Een bredere regeling in 2006

Het tweede kabinet-Kok kwam in 2001 met een nieuw voorstel. Anders dan in 1993 was er voor gekozen om de mogelijkheid tot vervanging niet te beperken tot zwangerschap en bevalling. Ook bij langdurige ziekte moest er een mogelijkheid tot tijdelijke vervanging komen.

Dit voorstel (in eerste lezing) werd in 2002 aanvaard, waarbij opnieuw VVD, SGP en (de nieuwgevormde) ChristenUnie tegen stemden. Het kabinet-Balkenende I kwam in december 2002 met een voorstel voor de tweede lezing. In beide Kamers stemden VVD en SGP tegen, maar ditmaal kreeg het voorstel daarmee wel de benodigde tweederde meerderheid.
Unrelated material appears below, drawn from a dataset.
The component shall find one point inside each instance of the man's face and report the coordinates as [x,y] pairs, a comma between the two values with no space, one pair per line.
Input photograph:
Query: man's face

In september 2005 diende het kabinet een wetsvoorstel in tot uitwerking van de grondwettelijke bepaling. In 2006 namen beide Kamers dit voorstel aan, waarbij de SGP in beide Kamers tegen stemden en de VVD dat alleen in de Tweede Kamer deed.

3.

De regeling uit 2006

4.

Vervangingen in de Tweede Kamer 2006-2012

Op 8 april 2008 was Sabine Uitslag de eerste die als tijdelijke vervanger optrad. Zijn nam tijdelijk de plaats in van Mirjam Sterk. Die vervangingsperiode eindigde op 29 juli. Twee maanden later keerde Sabine Uitslag terug in de Kamer als 'gewoon' lid ter vervulling van een vacature.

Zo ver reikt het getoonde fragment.